Diese Familienphobie der Linksregierung stösst selbst bei linken Abgeordneten bitter auf. Sie sehen hier zu Recht eine neue Front eröffnet, ohne dass die Sparmassnahmen auf dem Rücken der Familie die Haushaltssituation wesentlich verbesserten. Im Gegenteil, sie steigern die Wut in der Bevölkerung. Die macht sich seit einigen Wochen auf beunruhigende Weise Luft. An die vor Finanzämtern abgeladenen Misthaufen hat man sich gewöhnt. Aber im September sind in mehreren Regionen ein halbes Dutzend Finanzämter in Brand gesteckt und verwüstet worden. Die Zahl der prekären Haushalte steigt sprunghaft, viele können die Steuerschuld nicht mehr begleichen, die Zahl der Haushalte, die eine Stundung beantragt hat, ist in einem Jahr um 22 Prozent gestiegen.
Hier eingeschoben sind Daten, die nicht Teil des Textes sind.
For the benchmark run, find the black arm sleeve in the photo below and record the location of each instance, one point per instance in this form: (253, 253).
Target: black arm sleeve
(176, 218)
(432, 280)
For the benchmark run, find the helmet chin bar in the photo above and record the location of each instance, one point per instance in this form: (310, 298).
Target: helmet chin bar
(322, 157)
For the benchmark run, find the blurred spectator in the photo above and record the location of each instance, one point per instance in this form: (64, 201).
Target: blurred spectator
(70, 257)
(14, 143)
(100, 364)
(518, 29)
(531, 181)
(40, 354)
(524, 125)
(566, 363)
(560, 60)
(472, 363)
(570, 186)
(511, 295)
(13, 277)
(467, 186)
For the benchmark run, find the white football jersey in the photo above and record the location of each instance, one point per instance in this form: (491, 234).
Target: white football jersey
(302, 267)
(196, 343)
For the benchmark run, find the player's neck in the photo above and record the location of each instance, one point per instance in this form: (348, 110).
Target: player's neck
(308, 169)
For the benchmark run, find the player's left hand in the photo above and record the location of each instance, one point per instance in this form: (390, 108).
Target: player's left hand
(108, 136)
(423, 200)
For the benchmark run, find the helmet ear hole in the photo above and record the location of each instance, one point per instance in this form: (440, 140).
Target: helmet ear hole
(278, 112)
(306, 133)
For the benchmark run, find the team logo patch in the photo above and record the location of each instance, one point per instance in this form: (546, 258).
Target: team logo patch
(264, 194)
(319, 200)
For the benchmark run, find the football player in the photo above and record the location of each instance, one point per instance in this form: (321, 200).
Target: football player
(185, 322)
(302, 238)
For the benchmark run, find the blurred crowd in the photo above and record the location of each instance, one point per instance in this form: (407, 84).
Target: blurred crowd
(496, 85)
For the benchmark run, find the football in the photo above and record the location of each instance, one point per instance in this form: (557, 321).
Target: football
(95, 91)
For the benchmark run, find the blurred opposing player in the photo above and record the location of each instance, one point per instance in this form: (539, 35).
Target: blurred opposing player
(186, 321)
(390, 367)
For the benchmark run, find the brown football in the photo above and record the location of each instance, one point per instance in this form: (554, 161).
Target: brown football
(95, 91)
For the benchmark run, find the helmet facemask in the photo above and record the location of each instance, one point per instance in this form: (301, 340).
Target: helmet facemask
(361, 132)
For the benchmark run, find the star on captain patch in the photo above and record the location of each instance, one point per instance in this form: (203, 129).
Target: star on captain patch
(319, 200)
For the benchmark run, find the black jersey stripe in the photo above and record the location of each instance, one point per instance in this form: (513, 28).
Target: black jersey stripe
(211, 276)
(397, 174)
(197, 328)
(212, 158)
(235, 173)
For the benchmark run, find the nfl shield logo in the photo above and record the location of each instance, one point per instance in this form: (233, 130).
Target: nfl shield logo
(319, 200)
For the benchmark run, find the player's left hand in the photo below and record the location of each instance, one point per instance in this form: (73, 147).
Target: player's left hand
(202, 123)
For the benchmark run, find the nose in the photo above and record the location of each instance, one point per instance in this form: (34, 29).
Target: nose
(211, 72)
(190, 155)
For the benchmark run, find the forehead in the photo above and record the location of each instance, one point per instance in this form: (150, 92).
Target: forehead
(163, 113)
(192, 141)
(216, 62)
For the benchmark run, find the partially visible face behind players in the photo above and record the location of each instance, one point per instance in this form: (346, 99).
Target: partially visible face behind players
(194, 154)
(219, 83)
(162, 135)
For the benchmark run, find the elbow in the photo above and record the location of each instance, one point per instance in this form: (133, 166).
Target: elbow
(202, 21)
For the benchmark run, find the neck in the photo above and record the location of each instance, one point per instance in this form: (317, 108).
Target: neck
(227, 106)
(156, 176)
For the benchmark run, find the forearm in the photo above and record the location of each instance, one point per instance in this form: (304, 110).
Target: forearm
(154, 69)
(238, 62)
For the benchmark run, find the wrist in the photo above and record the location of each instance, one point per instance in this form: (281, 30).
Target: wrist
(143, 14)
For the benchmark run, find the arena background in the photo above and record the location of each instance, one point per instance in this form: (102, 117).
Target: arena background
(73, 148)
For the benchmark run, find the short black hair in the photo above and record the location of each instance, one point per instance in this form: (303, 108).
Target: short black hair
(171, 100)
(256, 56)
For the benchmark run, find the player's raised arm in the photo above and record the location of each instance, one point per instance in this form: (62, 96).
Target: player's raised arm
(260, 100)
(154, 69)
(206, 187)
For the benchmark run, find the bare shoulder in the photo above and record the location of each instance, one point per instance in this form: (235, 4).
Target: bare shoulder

Zerstörung der Familie durch Sparmassnahmen und Auflösung normaler Beziehungen zugunsten von Randgruppen – nur wenige Politiker sind entschlossen, dieser linken Zerstörungswut entgegenzutreten.

Also geht das Volk selber auf die Strasse und reisst die wenigen Furchtlosen in der Politik mit. Niemand weiss, wo diese Welle endet, ob sie versandet oder die Institutionen aushöhlt. So wie die Linke von einer Lüge in die nächste taumelt und die Bürgerlichen sich vor gesellschaftspolitischen Entscheidungen drücken, kann es auch künftig nur einen Gewinner geben: Die rechtsgerichtete Front National. Ihre Abgeordnete Marion Le Pen, eine Nichte der Parteichefin Marine Le Pen, marschierte bei der Demo für alle mit.